Now the reason I considered this was not a lot different to life in a small town is because we knew all our neighbors by name and all their offspring. We kids would all play out on the street or in each other’s back gardens, often disappearing for hours at an end. I can’t recall my mother asking where I’d been or who I had been with, I guess she had sixth sense or knew that anyone we talked to or played with must be all right as they were local. Mind you, she had a few simple rules: 1. Never take lollies from a stranger, especially a man. 2. Never go into the house of someone you don’t know. 3. This one came along when I got older—don’t let a boy touch you. Now, she never went as far as explaining just where he shouldn’t touch you. Oh, and following on from this one was—it’s up to us girls to say no to a boy. Likewise she didn’t explain fully which question we were supposed to say no to. I found out later that none of my four older sisters fared any better with their sex education (guess that has changed fundamentally over the years as now the teenagers seem to know it all) The last rule was that if you got into trouble you asked a policeman for help. I don’t know if it is any different where you live but I can’t remember the last time I saw a policeman on the street, they all drive around in their cars these days.

Our mother was always there when I came home from school or work. If she wasn’t then you knew she was up the local shops. We had an extensive extended family who kept in touch by mail. There was no telephone or email back then, but we always managed to learn when there was a wedding, funeral, birth in the family or any other special occasion and often had parties where distant relatives would be invited. Being such a large family any get together often evolved into a party.

I attended a small church school which still thrives today (I love Google Maps) and knew most of my classmates and where they lived and would often visit them in their homes. Of course there were a few that I was advised not to mix with as someone in THAT particular family had acquired a bad name. But isn’t that the same in every small town—there’s always the black sheep. When our mother passed away in 1964 as the funeral cortege passed along the shopping street someone who remembered her with fondness came out of almost every shop and bowed their heads in respect for a much loved woman.

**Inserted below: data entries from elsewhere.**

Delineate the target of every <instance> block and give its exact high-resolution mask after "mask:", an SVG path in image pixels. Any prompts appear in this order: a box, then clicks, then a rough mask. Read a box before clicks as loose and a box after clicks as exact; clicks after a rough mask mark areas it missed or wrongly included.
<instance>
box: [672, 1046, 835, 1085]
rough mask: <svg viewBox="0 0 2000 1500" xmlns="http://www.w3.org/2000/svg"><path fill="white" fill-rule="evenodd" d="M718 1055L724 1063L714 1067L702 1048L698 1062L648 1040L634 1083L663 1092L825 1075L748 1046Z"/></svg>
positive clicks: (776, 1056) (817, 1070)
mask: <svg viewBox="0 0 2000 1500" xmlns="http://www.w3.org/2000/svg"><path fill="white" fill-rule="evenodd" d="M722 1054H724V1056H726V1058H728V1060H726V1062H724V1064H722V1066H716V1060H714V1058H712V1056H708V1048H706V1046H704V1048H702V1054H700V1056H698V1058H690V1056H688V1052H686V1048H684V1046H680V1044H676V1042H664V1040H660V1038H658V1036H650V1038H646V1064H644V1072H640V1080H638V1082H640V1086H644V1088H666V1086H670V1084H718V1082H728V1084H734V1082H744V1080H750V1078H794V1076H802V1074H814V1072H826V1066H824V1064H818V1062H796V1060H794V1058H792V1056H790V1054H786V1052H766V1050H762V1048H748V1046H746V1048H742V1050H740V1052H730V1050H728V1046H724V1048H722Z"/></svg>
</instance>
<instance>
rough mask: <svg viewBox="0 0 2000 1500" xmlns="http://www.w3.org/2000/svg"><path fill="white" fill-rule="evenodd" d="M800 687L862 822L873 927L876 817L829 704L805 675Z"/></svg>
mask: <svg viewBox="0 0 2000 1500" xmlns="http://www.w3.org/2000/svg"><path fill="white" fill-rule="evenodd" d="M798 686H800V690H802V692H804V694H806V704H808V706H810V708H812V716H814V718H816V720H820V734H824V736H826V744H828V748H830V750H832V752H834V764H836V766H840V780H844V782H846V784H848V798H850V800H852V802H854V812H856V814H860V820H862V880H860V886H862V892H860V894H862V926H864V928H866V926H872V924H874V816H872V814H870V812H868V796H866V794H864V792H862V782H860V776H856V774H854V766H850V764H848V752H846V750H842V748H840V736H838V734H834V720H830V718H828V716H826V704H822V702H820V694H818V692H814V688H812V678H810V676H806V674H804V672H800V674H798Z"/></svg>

Another thing that started me reminiscing is that the backdrop in Amethyst is the game of football—soccer as it is called in England, and footy here in Australia. Because we lived a stone’s throw from the old Arsenal football club, my brothers and all the local lads would go off to the matches when they were played at home. We knew not to go out about the time that the match finished as in those days everyone had to catch a bus or train home and there would be a three mile long queue of exuberant or glum men, depending on the outcome of the match, all waiting to get home. But I can’t remember any fights breaking out as they formed an orderly line as they discussed the good or bad day’s football.

Perhaps I sound melancholy when I go back in my mind to those days, but believe me the memories are all fine. Not many people share a childhood such as mine and if they did then we all know how lucky we were. I had an email from one of my nieces in England a while ago saying how she still remembers and cherishes the years in that house in that street and my answer was that it was such a huge part of all our lives that it lives within us and always will.

The pictures are of my old primary school, the church where I was bridesmaid to my sisters and where I got married, and the house where I grew up. All are still there as you see, and there are not many changes since those far off days. There was no tree outside our house and of course probably only one or two cars parked in the street back then.